As ARM Holdings (ARM) listing date is quickly approaching, it is worth taking a closer look at what price it would be reasonable to purchase the company’s shares. Based on my price-to-sales ratio model and revenue growth rates assumptions, the company’s shares seem to be expensive and therefore, it might be wise to wait for lower prices for a potential entry.
Unlike other semiconductor companies, ARM doesn’t manufacture microchips. It designs them. And then it licenses out these designs to other companies. The company’s products are used today by approximately 70% of the world’s population, ranging from smartphones, tablets, smartwatches, thermostats, drones to industrial robots. The company currently has around 6000 full-time employees and operates 5 geographical segments.
Source: Arm Holdings F-1 filing
Backed by big names
It’s already a second time the company is going public. The last time the company’s shares were listed on public exchanges was in 2016 when Softbank, the majority owner holding a 90 percent stake in the company, acquired the company took it private for $32 billion. In the upcoming IPO, big tech names and many of Arm’s customers such as Apple, Nvidia, Alphabet and Intel announced their interest in participating and purchasing well over $700 million worth of the company’s shares which won’t change much the ownership structure but certainly provides some support. Even though the big tech’s involvement has a rather symbolic mark in the ownership context now, who knows whether one day Arm Holdings gets bought by one of these names.
ARM Holdings + Softbank = Complex relationship
Prior to being purchased in 2016, ARM was listed on Nasdaq and London Stock Exchange from its first IPO in 1998 and SoftBank recognized a potential of a strategic investment, believing that Arm’s technology would play a crucial role in the emerging Internet of Things ((IoT)) market and other sectors. After the acquisition, there was a period of Arm’s autonomy, lasting approximately until 2020 when Softbank’s Vision Fund made significant investments in various technology companies at which Arm’s technology played a key role. In September, SoftBank announced a deal to sell Arm Holdings to NVIDIA for about $40 billion, which was one year later in 2021 cancelled due to regulatory hurdles and legal challenges.
From financial perspective, Arm has solid profitability ratios – ROE hovering above 10 percent and almost a debt-free balance sheet. The company’s balance sheet is also highly liquid, which can be seen from Arm’s current ratios.

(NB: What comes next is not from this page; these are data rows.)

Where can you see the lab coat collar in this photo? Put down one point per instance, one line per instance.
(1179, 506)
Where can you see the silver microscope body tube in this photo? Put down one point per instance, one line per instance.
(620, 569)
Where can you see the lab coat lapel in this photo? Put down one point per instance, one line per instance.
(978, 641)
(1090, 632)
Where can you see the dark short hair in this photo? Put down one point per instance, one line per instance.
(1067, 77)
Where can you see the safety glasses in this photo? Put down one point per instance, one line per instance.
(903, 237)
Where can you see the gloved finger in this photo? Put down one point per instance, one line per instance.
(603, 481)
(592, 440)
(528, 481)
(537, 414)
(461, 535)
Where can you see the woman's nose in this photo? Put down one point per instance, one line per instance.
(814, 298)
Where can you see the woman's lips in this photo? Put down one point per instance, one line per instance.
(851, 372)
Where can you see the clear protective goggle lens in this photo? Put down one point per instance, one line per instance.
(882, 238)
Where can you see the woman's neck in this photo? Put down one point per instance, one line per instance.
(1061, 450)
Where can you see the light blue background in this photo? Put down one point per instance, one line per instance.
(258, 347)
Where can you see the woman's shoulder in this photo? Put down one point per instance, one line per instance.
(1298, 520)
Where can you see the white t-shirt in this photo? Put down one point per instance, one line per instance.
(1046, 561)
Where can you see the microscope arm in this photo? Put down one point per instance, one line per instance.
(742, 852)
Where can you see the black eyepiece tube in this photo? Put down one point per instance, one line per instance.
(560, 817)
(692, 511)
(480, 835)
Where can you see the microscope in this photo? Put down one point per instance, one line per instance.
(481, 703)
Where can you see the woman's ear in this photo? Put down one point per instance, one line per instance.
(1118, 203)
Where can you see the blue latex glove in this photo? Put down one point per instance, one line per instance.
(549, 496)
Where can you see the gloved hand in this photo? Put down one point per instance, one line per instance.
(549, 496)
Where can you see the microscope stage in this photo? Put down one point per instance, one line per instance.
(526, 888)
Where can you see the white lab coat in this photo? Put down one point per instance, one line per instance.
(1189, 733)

How much is ARM Holdings worth?
In light of revenue variation of popular Peter Lynch’s earnings line for the projection of probable per share values of the company, I see Arm Holdings’ IPO as quite expensive. According to my model assuming 10 percent annual revenue growth, 1 billion shares outstanding diluting at 5 percent annual rate and an average price-to-sales (P/S) ratio of 5x, the company’s intrinsic share value by the end of 2026 is forecasted to be around $16 USD. That’s way below the ‘official’ IPO price. Should the IPO price-to-sales ratio rather stand at 10x, the company’s implied share price by the model is around $30. Therefore, with such a high post-IPO implied PS ratio (around 15x – which is out of the usual mature tech PS range), the company’s shares seem, at least on a relative basis, to be a bit expensive.
- Failure to attract new customers and sell additional products to existing ones may adversely affect the company’s financial condition.
- Intense competition could lead to a loss of market share and pressure on profit margins, the company estimates it commands an approximately 48.9% share of the market for semiconductor design.
- Customers might choose to license our architecture and develop their own processors, such did Intel (INTC) and AMD (AMD).
- As a s result, the company’s current pace of revenue growth may show to be unsustainable.
- Failure to innovate in response to technological changes could harm the company’s business.
- The company’s revenue is significantly tied to the People’s Republic of China PRC market, making us susceptible to political and economic risks in the region.
- The semiconductor industry depends on a limited number of manufacturers in specific regions, which poses risks to our operations.
- The company will be considered a “controlled company,” which exempts it from certain corporate governance requirements.
- Potential conflicts of interest between SoftBank Group and Arm’s other shareholders.
The bottom line
To sum up, I believe the Arm’s IPO is expensive, even though it had already traded at big valuation multiples in the past. Without a doubt, Arm’s business is quite unique, solid and consistently growing, but sobering after the IPO hype might bring better prices. As was the case of many companies that went public (Deliveroo, Wise to name a few), I can imagine we can see prices 50 percent lower than the proposed and agreed $47 to $51 a share initial offering price.